D is true from the rank-nullity theorem and properties of linear maps. C is true since $0$ as an eigenvalue is equivalent to noninvertible. B is false by extension of C
I am unsure of A.
On
The statements follow the Invertible Matrix Theorem.. The 1st, 3rd and 4th all work but the 2nd doesn't make much sense.
A is true because if the columns span $\mathbb{R}^{n}$ they are linearly independent then invertible
On
A is true. $\mathbb R^n$ is an $n$-dimensional vector space, so if $n$ vectors span $\mathbb R^n$ then these $n$ vectors are a basis of $\mathbb R^n$. Hence the columns of the matrix $Z$ span $\mathbb R^n$ iff the columns are linearly independent, iff the system of equations $Zx=0$ has only the trivial solution, iff $Z$ is invertible.
On
We have
- That the columns of Z span R^n
Yes indeed in that case the matrix is full rank and invertible.
- That Z has no eigenvectors
This point does not make sense.
- That Z has no eigenvectors of eigenvalue = 0
In that case A is not invertible since $\det(A)=\prod(\lambda_i)=0$
- Kernel of Z = {0}
Yes indeed that implies that columns are independent ($A$ is full rank).
You're right about your assertions.

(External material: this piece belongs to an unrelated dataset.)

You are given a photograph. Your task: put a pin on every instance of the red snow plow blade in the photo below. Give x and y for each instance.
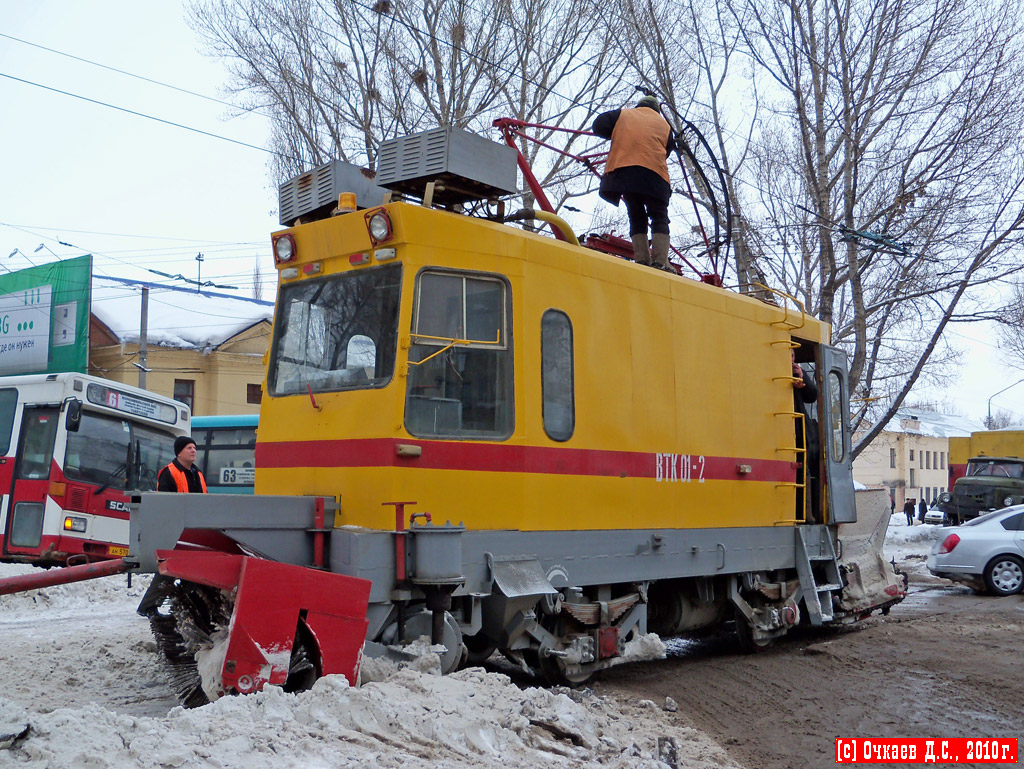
(271, 600)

Let me just give some notes on them as well:
For (b), you might think about the identity, certainly invertible but with every vector an eigenvector of $1$(besides $\mathbf0$ as the null-vector never is an eigenvector).
For (c), as you rightly remarked, you have that for a matrix $Z$, $0$ is an eigenvalue of $Z$ iff $p_Z(0)=0$ iff $\det(Z-0E_n)=0$ iff $\det(Z)=0$ iff $Z$ is singular, i.e. not invertible.

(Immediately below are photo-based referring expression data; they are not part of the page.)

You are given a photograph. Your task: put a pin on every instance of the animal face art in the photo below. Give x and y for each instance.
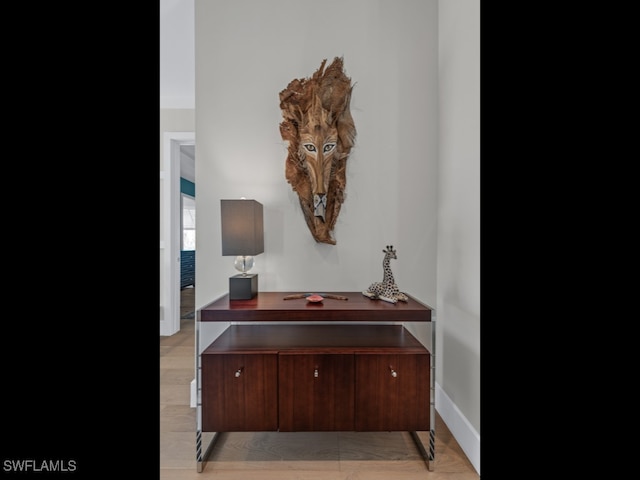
(320, 131)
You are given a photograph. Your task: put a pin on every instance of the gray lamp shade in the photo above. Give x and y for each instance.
(242, 227)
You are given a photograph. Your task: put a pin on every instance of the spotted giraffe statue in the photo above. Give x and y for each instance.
(386, 290)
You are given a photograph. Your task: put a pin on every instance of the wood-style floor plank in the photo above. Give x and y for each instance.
(284, 455)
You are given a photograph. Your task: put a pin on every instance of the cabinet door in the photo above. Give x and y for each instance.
(239, 392)
(316, 392)
(392, 392)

For (d), the rank-nullity theorem seems to be the best way to go.
Now for (a), note that for $Z=(z_1,\dots,z_n)$ being the column representation of $Z$, we have that if $z_1,\dots,z_n$ span $\mathbb{R}^n$, then f.a $v\in\mathbb{R}^n$, there exists $x_1,\dots,x_n\in\mathbb{R}$ s.t. $\sum_{i=1}^nx_iz_i=v$. Thus, using matrix multiplication, for every $v\in\mathbb{R}^n$, there exists an $x\in\mathbb{R}^n$ s.t. $Zx=v$, as $Zx=\sum_{i=1}^nx_iz_i$ for $x=(x_1,\dots,x_n)$.
Thus, the linear map $\phi_Z(x)=Zx$ for $x\in\mathbb{R}^n$ is surjective. Now, by the rank-nullity theorem, a linear map between two spaces with the same dimension (as here $\mathbb{R}^n$) is surjective iff it is injective iff it is bijective. Note that this only holds in finite dimensions. Thus $\phi_Z$ is bijective and thus $Z$ is invertible.
To round this off, in your case of the finite dimensional $\mathbb{R}^n$ you have $Z$ is invertible iff the columns of $Z$ span $\mathbb{R}^n$ iff the columns of $Z$ are linearly independent. The last of which would correspond by a similar argument as above to injectivity(check this yourself) and thus we'd apply the argument again that this implies bijectivity rightout.